Bir sanat eserinin estetik değer
kazanabilmesi için, hiçbir çıkar düşünmeden o nesneden haz duyan ve onu takdir
eden estetik öznelerin bulunması gerekir.
Güzel bir tablo karşısında
duygulanmayan, çok güzel bir konseri, bir tiyatro oyununu alkışlayamayan, güzel
bir şiirden ruhu kıpırdamayan kişiler karşısında sanat eserinin bir değeri
yoktur.
Belli başlı sanat alanları
şunlardır
Resim, grafik, seramik (plastik sanatlar)
Müzik (işitsel sanatlar)
Mimarlık (Yapı sanatı)
Edebi sanatlar,
roman,öykü, şiir, tiyatro eserleri (Yazınsal sanatlar)

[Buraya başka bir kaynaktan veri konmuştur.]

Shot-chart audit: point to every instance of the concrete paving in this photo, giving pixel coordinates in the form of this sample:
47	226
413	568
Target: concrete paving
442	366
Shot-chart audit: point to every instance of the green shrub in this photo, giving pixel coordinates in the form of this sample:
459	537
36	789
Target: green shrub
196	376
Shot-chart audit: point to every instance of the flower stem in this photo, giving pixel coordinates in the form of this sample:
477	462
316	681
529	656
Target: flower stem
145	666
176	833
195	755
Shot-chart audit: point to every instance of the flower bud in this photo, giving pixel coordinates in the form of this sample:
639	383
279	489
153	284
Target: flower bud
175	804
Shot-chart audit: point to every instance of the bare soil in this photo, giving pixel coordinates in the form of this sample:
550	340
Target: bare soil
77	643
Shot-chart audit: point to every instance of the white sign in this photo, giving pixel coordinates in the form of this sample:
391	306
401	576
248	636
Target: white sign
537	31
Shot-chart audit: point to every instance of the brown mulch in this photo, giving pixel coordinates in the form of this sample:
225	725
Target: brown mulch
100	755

Sinema, fotograf, video (Görüntü sanatları)
Tiyatro, bale ve dans (Sahne
sanatları)
Opera (İşitsel ve sahne sanatları)
Sanatı daha iyi anlayabilmek için,
filozofların sanat faaliyetini nasıl değerlendirdiklerine kısaca bakmak
gerekir. Sanatın kökeninin, kaynağının ne olduğu konusunda çeşitli görüşler
vardır ve bunlardan bazıları şöyle özetlenebilir:
Taklit
Sanatın esasının taklit olduğunu savunan
ilk düşünür Aristoteles’tir (M.Ö. 384-322). Aristoteles insanda bir taklit
(mimesis) yeteneği ve hazzının bulunduğunu, sanatçının olayların ve varlıkların
özündeki ideali, düşünceyi taklit ettiğini söyler. Sanatçı, âdeta doğanın eksik
bıraktığı şeyleri tamamlar.
Estetiği bağımsız bir bilim haline
getiren Alman filozof Alexandre-Gottlle Baumgarten’e göre: “Evrende madde ve
ruh öylesine uyumlu bir şekilde birleşmiş ve kaynaşmıştır ki, sanatın ve
sanatçının amacı doğayı taklit olmalıdır.”
H.Koch’a göre ise, sanat, özel bir
gerçekliği yansıtma biçimidir. Ancak bu yansıtma biçimini toplumsal değerler
belirler.
Hegel (1770-1831) de doğa güzelliğini
reddederek sanat güzelliğini doğa güzelliğinden üstün tutar.
Yaratma
Doğadaki varlıkların ve olayların
doğrudan kendileri bir sanat eseri sayılmazlar. Doğal şeylerin bir sanatçı
tarafından işlenmesi ve düzenlenmesiyle bir sanat eseri ortaya çıkar.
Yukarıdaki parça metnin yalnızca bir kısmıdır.